Потом по улице хлынул огонь, и яркий свет упал на его лицо. И она заглянула ему в глаза и увидела.
Глаза были как окна. А за ними что-то извивалось – что-то со множеством щупалец, с длинным, текучим, пестрым туловом, а рот его открылся еще шире, и она услышала жуткий, переливчатый визг…
Звук как будто исходил от этой тени, только не изо рта, а откуда-то из основания черепа…
А когда он взглянул на нее, она не увидела в его глазах Юстаса Мэйси, хозяина поселкового магазинчика, с которым она чуть не каждый день вела разговоры. Молния опустошила его и заполнила пустоту чем-то иным.
Развернувшись, она с визгом бросилась бежать. Всюду были огонь, и дым, и оглушительный грохот. Она видела, как знакомые, любимые соседи вопят, пробегая сквозь зарево: вот мистер Каннингхем, перебросивший через плечо свою дочку, а вот миссис Рочестер зажимает под мышкой почерневшую обожженную руку.
Город стал неузнаваем. Она бежала, не зная куда, просто бежала в надежде, что где-то есть конец, где-то это бедствие прекратится.
Потом клуб дыма вновь раздался перед ней, и она снова увидела вершину горы.
Остановилась. Задохнулась. Упала на колени.

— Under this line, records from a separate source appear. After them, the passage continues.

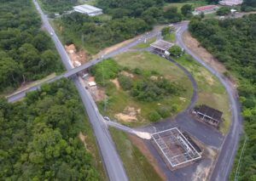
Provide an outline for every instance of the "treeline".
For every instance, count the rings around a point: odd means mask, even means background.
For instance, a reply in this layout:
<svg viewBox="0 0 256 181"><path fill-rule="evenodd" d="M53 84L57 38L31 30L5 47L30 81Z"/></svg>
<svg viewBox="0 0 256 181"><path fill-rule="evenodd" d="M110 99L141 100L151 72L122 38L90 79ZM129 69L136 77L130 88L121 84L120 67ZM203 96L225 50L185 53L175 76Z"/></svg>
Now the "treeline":
<svg viewBox="0 0 256 181"><path fill-rule="evenodd" d="M194 20L189 24L189 31L239 79L238 91L242 104L244 129L248 136L239 180L255 180L256 14L224 20Z"/></svg>
<svg viewBox="0 0 256 181"><path fill-rule="evenodd" d="M78 137L90 129L79 100L67 79L43 85L15 104L0 99L1 179L99 180Z"/></svg>
<svg viewBox="0 0 256 181"><path fill-rule="evenodd" d="M243 0L241 7L242 11L255 11L256 1L255 0Z"/></svg>
<svg viewBox="0 0 256 181"><path fill-rule="evenodd" d="M63 15L61 25L66 44L79 40L93 53L150 30L141 19L125 17L104 23L98 17L79 13Z"/></svg>
<svg viewBox="0 0 256 181"><path fill-rule="evenodd" d="M0 3L0 91L62 70L31 0Z"/></svg>
<svg viewBox="0 0 256 181"><path fill-rule="evenodd" d="M79 13L55 20L65 43L75 43L91 54L152 29L156 23L180 21L177 8L163 9L162 0L99 1L103 15L89 17ZM111 17L110 17L110 16ZM108 16L108 19L104 18Z"/></svg>
<svg viewBox="0 0 256 181"><path fill-rule="evenodd" d="M42 3L43 8L49 13L62 14L65 11L72 10L78 0L38 0Z"/></svg>

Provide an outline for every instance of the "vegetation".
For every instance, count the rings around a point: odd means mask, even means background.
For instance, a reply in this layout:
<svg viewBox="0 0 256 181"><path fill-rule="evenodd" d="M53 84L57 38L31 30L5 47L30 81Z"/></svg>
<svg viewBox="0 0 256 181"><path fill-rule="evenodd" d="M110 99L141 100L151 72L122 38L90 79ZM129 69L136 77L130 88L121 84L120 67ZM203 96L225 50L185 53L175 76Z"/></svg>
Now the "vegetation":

Она увидела омываемые молниями огромные плечи. Длинные жилистые конечности, безликая заостренная голова в венце туч. И то, на горе, указывало, и там, куда оно указывало, землю сокрушала новая молния.
То, на горе, шевельнулось и вновь указало. Она бы поклялась, что на нее.

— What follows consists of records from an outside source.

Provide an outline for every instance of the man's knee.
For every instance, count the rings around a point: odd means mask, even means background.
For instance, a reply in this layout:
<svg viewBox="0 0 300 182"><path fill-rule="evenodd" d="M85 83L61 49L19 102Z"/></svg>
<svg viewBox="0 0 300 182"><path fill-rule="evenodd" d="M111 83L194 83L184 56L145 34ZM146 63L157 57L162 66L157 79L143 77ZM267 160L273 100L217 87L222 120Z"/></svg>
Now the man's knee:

Она подняла голову. Над ней в облаках светился прорыв. По туче пробежало трепещущее зарево, налилось огнем и…
Свет. Жар. И кругом огонь. Она застыла. Что-то теплое шевельнулось за глазами, что-то мягкое растекалось по жилам.
И мир стал белым.
Мона ждет конца рассказа, но миссис Бенджамин молчит.
– Не понимаю, – заговаривает Мона. – Так вы… вы хотите сказать, что погибли?
Миссис Бенджамин переводит взгляд на нее, и даже в обмякших чертах ее Моне видится презрение.
– Мисс Брайт, – спрашивает старуха, – с кем, по-вашему, вы разговариваете?
Растерявшись, Мона некоторое время соображает. Потом до нее доходит, и она забывает дышать.
Она заглядывает в глаза миссис Бенджамин. За роговицей что-то трепещет, корчится, словно каждый глаз – ракушка улитки, и в ней что-то бьется, изгибается, ощупывая границы своей клетки.
Она начинает понимать.
– Вы… не миссис Бенджамин, да?
И миссис Бенджамин слабо улыбается.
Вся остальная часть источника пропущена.